Don’t take off the pillow case. You really do not want to see if the pillow is clean or not. This will not help you sleep better. Check to see if the pillowcase is clean. In all likelihood, the pillow will be very flat. Get used to it.

Ask if guests are allowed to bring in their own bedding (blankets, pillows, sleeping bags, etc.) If guests are allowed to bring in their own bedding be very careful. Most hostels prevent guests from bringing in their own sheets and blankets because they are trying to prevent bedbugs. Hostels that do not practice good hygiene can easily pass their problems on to you. Bedbugs can get into your skin (seriously), your clothes, and your pack. If you pick them up, getting rid of bedbugs can be extremely difficult.
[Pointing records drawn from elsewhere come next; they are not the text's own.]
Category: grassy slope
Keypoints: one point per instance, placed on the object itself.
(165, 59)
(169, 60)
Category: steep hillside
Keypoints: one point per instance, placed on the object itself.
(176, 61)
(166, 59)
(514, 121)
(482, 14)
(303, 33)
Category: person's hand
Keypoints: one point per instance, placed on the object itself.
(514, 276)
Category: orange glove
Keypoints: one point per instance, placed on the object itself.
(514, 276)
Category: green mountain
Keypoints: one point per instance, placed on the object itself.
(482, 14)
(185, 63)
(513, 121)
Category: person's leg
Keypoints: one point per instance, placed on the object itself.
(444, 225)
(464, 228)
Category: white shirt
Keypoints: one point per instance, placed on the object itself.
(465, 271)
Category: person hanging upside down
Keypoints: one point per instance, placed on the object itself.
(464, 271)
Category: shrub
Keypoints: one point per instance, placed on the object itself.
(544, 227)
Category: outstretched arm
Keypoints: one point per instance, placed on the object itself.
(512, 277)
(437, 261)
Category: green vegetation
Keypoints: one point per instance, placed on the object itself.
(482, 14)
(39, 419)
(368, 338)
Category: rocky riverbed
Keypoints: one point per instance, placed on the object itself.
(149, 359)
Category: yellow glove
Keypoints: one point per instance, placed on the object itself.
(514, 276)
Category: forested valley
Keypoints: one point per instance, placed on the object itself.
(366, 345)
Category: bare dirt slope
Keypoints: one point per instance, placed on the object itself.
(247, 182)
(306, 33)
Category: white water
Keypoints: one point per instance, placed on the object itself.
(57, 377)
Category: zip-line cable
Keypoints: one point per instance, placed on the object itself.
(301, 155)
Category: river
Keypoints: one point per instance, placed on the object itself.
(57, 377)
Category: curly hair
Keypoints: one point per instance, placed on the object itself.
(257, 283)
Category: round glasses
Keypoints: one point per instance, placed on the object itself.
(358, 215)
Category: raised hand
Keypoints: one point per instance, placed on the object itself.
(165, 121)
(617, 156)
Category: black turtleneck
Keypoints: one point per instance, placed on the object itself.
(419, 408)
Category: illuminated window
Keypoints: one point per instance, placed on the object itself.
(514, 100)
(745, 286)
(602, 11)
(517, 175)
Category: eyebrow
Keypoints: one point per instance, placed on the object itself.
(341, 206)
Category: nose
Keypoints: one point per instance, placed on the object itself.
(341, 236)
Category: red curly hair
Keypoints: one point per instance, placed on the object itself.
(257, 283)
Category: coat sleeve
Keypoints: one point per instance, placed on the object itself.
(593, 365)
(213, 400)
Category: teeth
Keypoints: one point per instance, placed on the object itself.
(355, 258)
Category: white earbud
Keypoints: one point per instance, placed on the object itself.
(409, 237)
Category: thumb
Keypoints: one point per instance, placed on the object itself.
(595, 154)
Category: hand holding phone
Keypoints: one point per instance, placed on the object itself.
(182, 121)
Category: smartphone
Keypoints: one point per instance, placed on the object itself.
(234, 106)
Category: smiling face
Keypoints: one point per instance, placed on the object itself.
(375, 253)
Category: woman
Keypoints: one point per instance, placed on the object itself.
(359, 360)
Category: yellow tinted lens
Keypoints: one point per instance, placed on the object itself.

Does the hostel have free wifi, or will you be charged? Although most hostels have free wifi, it may not be available in the room you’re in. And you may have to go to the reception area for coverage. Is there a bar inside the hostel? A common kitchen area or a bar is a great place to meet fellow travelers. Having a television in the common area can be negative as it distracts discussions. Is there a kitchen where you can prepare meals? Is it clean? What kind of utensils do they have? What time does the kitchen close? What kind of breakfast do they serve? Most hostels serve basic continental breakfast – bread, butter, jam, coffee/tea, while some go a step ahead and serve local breakfast.

Is your room located near a bathroom? Does the bathroom door slam loudly every time someone enters? Is your room situated above a loud club or bar? Is your room next to the laundry facilities? Do the laundry facilities close at a specified time?

Is there a tradable book library? Can you borrow books? If yes, then is there a deposit or a ‘rental’ cost?

Is there a lock out? If you’re in a dorm, then can you secure your backpack? Most hostels have their check-out time around 11am, and if you’re planning to leave the city late in the evening, then can they store your baggage in a locker or in a common area? If it’s in a common area, then is that safe?

Face it, staying in a hostel doesn’t come with all the perks of staying in a hotel. But it does make a great experience meeting fellow backpackers and getting to know things that, perhaps, no travel guide will tell you.